Ed Sullivan, CEO of Aria Systems, a SaaS billing provider, has written a thought piece looking at how customers spend in an iPad world, and how that could be improved for all concerned. As always, we invite guest posts from industry insiders – drop us a line to discuss.
Apple’s introduction of the iPad is the latest example of innovation in the consumer experience. It’s a model of evolution on many fronts – not just that it’s a sleek, sexy, multi-function device, but that it creates huge opportunities for other ecosystems like application developers, publishers, and service providers.
But even as Apple has made huge strides from the once-revolutionary iPhone to today’s iPad, I wonder if they and others are ignoring the user’s experience beyond the physical device itself. Sure, my iPhone plays games, lets me call people, do e-mail, or find highly-rated restaurants nearby. But I still get 2 bills and have to manage 2 accounts – one for AT&T’s wireless services, and one for music and app purchases on iTunes. Why? And why can’t I apply unused rollover minutes to purchase a song? Why don’t I get a one-dollar loyalty credit for my phone services when I spend $100 on apps?
While this is a fairly small example of an annoyance, it speaks to a very large opportunity that many emerging platform vendors (“platform” in this sense meaning anything from the iPad to the Android operating system to Amazon Web Services or FaceBook) are missing.
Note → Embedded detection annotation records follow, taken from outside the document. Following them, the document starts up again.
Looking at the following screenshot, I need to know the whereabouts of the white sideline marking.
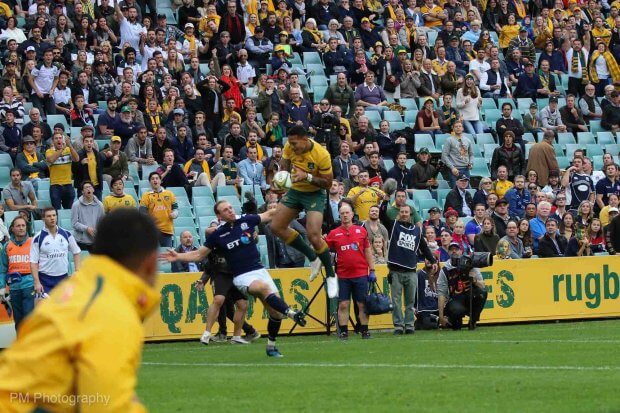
[145,333,620,353]
[142,362,620,371]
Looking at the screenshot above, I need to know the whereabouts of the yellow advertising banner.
[146,256,620,341]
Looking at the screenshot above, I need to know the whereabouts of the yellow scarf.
[24,151,39,179]
[245,142,264,162]
[183,34,196,53]
[588,50,620,83]
[304,27,322,43]
[388,3,396,20]
[514,0,526,19]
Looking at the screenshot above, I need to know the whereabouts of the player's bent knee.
[235,300,248,311]
[211,295,226,307]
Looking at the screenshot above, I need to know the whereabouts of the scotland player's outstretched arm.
[160,245,211,262]
[258,209,276,224]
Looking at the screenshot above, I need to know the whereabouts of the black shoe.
[293,311,306,327]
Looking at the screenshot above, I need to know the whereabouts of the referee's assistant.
[0,209,159,413]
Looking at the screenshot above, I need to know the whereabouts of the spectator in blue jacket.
[504,175,531,218]
[237,146,267,190]
[284,88,314,129]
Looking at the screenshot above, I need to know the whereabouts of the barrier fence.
[0,256,620,346]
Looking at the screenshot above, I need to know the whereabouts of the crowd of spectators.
[0,0,620,268]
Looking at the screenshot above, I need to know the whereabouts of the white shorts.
[233,268,278,295]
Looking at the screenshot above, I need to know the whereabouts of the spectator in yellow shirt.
[140,172,179,247]
[0,209,159,413]
[103,176,137,214]
[420,0,448,30]
[493,165,515,199]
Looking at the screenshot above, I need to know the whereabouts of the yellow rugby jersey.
[103,194,136,214]
[282,139,332,192]
[347,186,384,221]
[45,148,73,185]
[493,179,515,198]
[0,255,159,413]
[140,189,177,235]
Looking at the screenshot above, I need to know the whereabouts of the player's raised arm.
[159,245,211,262]
[258,208,276,224]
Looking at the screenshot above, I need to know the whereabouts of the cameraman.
[310,99,340,159]
[437,242,487,330]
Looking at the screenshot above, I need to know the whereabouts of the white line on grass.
[145,333,620,353]
[142,361,620,371]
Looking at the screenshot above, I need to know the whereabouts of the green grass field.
[138,320,620,413]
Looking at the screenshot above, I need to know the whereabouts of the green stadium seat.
[596,132,616,145]
[577,132,596,145]
[217,185,239,200]
[303,52,323,65]
[605,144,620,156]
[405,109,418,126]
[590,120,605,133]
[312,85,329,103]
[383,110,403,122]
[0,153,13,168]
[364,110,381,124]
[398,98,418,110]
[414,133,436,152]
[586,143,604,156]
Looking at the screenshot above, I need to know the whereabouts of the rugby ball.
[271,171,293,189]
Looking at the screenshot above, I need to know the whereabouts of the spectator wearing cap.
[245,26,273,67]
[538,40,566,75]
[125,126,155,169]
[530,201,552,255]
[15,136,48,182]
[444,174,474,217]
[491,198,518,238]
[19,26,52,61]
[0,64,27,103]
[28,48,60,115]
[411,147,437,189]
[603,207,620,255]
[0,110,22,160]
[601,90,620,132]
[566,38,590,96]
[114,2,146,52]
[73,134,112,200]
[92,60,116,101]
[113,105,139,149]
[532,219,567,258]
[491,130,526,182]
[523,102,544,136]
[441,121,474,187]
[507,26,536,64]
[101,136,131,186]
[513,62,544,99]
[540,96,566,133]
[116,47,142,82]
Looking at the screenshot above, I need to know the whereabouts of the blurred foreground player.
[162,201,306,357]
[0,209,159,413]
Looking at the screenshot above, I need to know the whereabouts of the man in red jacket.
[326,202,377,340]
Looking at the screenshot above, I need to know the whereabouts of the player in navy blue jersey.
[162,201,306,357]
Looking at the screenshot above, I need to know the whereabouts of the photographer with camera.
[379,195,437,335]
[437,242,493,330]
[310,99,340,159]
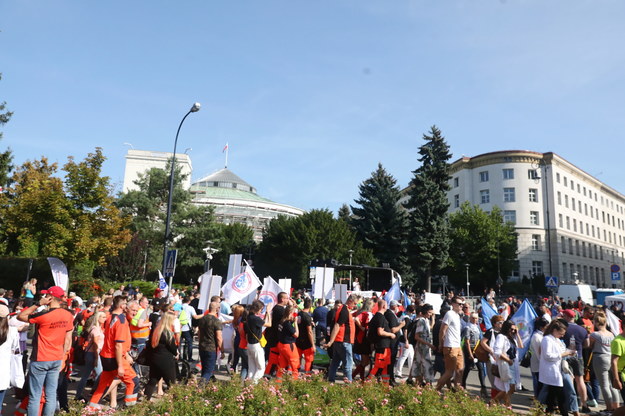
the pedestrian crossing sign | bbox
[545,276,558,287]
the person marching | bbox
[89,295,139,409]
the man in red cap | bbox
[17,286,74,416]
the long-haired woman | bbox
[276,305,300,382]
[352,299,373,381]
[145,311,178,400]
[0,305,19,412]
[538,319,577,416]
[76,311,106,400]
[493,321,523,406]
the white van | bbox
[558,285,596,305]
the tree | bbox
[211,223,256,276]
[405,126,451,291]
[448,202,517,293]
[255,209,375,287]
[117,162,217,283]
[351,164,408,276]
[0,148,130,274]
[0,74,13,187]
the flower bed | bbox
[70,376,514,416]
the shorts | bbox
[567,357,584,377]
[443,347,464,371]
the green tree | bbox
[448,202,517,293]
[405,126,451,291]
[0,74,13,187]
[255,209,375,287]
[0,149,130,275]
[351,164,408,279]
[117,164,217,283]
[211,223,256,276]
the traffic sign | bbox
[163,250,178,277]
[545,276,558,288]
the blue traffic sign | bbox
[545,276,558,288]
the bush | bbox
[70,376,514,416]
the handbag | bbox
[584,352,592,383]
[9,336,24,389]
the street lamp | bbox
[349,250,354,290]
[163,103,201,295]
[464,263,471,297]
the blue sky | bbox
[0,0,625,211]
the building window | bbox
[480,189,490,204]
[530,188,538,202]
[530,211,539,225]
[503,210,516,224]
[503,188,516,202]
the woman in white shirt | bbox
[493,321,523,406]
[538,320,577,416]
[0,305,19,412]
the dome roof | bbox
[191,168,256,194]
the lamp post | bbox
[163,103,200,296]
[464,263,471,297]
[349,249,354,290]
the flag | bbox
[605,308,621,336]
[384,279,401,304]
[221,265,260,305]
[482,298,497,329]
[510,299,538,361]
[48,257,69,292]
[258,276,284,313]
[158,270,169,292]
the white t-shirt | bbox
[443,309,461,348]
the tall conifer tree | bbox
[405,126,451,291]
[351,164,408,277]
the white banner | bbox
[221,266,260,305]
[313,267,334,300]
[48,257,69,292]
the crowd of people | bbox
[0,279,625,415]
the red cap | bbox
[562,309,577,319]
[41,286,65,299]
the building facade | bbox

There are two fundamental issues:
1) They haven’t given enough thought to the behind-the-scenes experience of their customers, like in the “2 bills” example above.
2) They don’t incent third-party application or content providers to nearly the extent that they could.
On point #2, Amazon Web Services is a good example. Amazon created their DevPay service in part to make their cloud platform more attractive to application developers by providing an integrated, out-of-the-box billing service. Developers can outsource the billing to Amazon, avoiding the need to create the service themselves, and allowing the customer to get a single bill that includes both Amazon’s cloud infrastructure costs – storage, bandwidth, and CPU usage – as well as one-time or recurring charges for the developer’s application.
But how does a developer monetize the value of their application as the value of that application grows for their customer? Today, they’ve only got two options. They bill the customer separately, but consider the incredible macro-level inefficiency of such a model as each developer now need their own finance department just to bill their customers. Alternatively, the developer can bill based on a mark-up of Amazon’s infrastructure charges. The problem with marking up Amazon’s infrastructure charges is that in most cases, an application’s real value to the customer is NOT best measured in storage, CPU, or bandwidth.
Amazon is imposing Amazon’s incremental-value-monetization model on application developers, rather than giving the application developer the ability to charge per user, per transaction, per “instance”, per archive, per patient, or any of the other thousands of ways value can be delivered by an application. So you mark up the Amazon hourly CPU charge by 70 cents, and if your customer ends up using more and more CPUs over time, you’ll make more money. But in most cases, your increased revenues aren’t really scaling as the value you’re providing scales.
Apple’s iTunes store is even worse. It’s one-time-charge only, unless you want to set up your own system and bill your customer separately.
Of course, iTunes and Amazon Web Services are just examples chosen because they’re so widely used and well-known, but this problem exists in many other places. Wouldn’t an application developer want to use a platform that let them monetize the real value of their application based on their own pricing strategy, rather than the very narrow limits of the application platform?
As competition for third-party developer support heats up, platform providers will start to wake up to this reality and recognize that they have a significant opportunity to improve both the account management experience of their users, and the economics of their platform for third-party developers and content providers.